While nothing can guarantee that you won’t become a victim of identity theft, you can minimize your risk and the damage if a problem develops, by making it more difficult for identity thieves to access your personal information.
Last week I noticed that I was getting products in the mail that I hadn’t ordered. Then I noticed charges on my credit card statement that I hadn’t made. I spent a whole day calling the vendors’ numbers listed on my statement to let them know someone was using my credit card to make purchases without my permission. I don’t know what else this person may be doing with my accounts and/or my name, and I’m worried about that.
Don’t carry your Social Security card in your wallet or write your Social Security number on a check. Give your Social Security number only when absolutely necessary and ask to use other types of identifiers. If your state uses your Social Security number as your driver’s license number, ask to substitute another number. Do the same if your health insurance company uses your Social Security number as your policy number.

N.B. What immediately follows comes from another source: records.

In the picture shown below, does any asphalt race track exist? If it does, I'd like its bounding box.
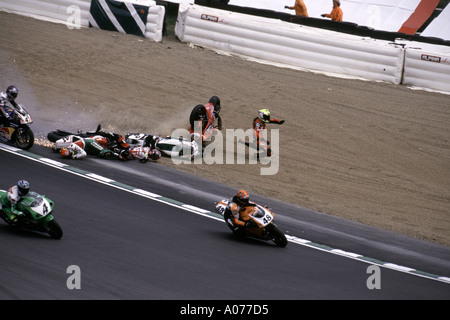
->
[0,144,450,300]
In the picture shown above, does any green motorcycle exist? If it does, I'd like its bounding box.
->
[0,190,63,239]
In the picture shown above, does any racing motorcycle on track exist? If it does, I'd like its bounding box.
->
[215,200,288,247]
[0,190,63,239]
[0,104,34,150]
[125,133,199,159]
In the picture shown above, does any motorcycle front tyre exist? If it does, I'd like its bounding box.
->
[11,127,34,150]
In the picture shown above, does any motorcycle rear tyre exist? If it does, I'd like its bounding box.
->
[11,127,34,150]
[47,219,63,239]
[47,130,71,142]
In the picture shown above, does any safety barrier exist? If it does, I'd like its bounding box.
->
[0,0,165,41]
[402,42,450,92]
[175,3,403,84]
[175,3,450,92]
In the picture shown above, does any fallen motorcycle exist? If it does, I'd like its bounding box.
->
[125,133,199,159]
[215,200,288,247]
[0,104,34,150]
[0,190,63,239]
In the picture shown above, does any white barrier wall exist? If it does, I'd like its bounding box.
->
[403,42,450,92]
[0,0,165,41]
[175,3,404,84]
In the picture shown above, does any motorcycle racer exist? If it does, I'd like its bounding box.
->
[0,86,19,125]
[0,180,30,225]
[189,96,221,133]
[244,109,286,157]
[225,190,256,232]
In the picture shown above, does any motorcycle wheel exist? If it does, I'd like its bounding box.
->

Your employer and financial institutions will need your Social Security number for wage and tax reporting purposes. Other businesses may ask you for your Social Security number to do a credit check if you are applying for a loan, renting an apartment, or signing up for utilities.
To thwart an identity thief who may pick through your trash or recycling bins to capture your personal information, always shred your charge receipts, copies of credit applications, insurance forms, physician statements, checks and bank statements, expired charge cards that you’re discarding, and credit offers you get in the mail.
To opt out of receiving prescreened offers of credit in the mail, call: 888-567-8688.
Deposit your outgoing mail containing personally identifying information in post office collection boxes or at your local post office, rather than in an unsecured mailbox. Promptly remove mail from your mailbox. If you’re planning to be away from home and can’t pick up your mail, contact the U.S. Postal Service at 800- 275-8777 or online at www.usps.gov, to request a vacation hold. The Postal Service will hold your mail at your local post office until you can pick it up or are home to receive it.
The Internet can give you access to information, entertainment, financial offers, and countless other services but at the same time, it can leave you vulnerable to online scammers, identity thieves and more. For practical tips to help you be on guard against Internet fraud, secure your computer, and protect your personal information, visit OnGuardOnline.gov.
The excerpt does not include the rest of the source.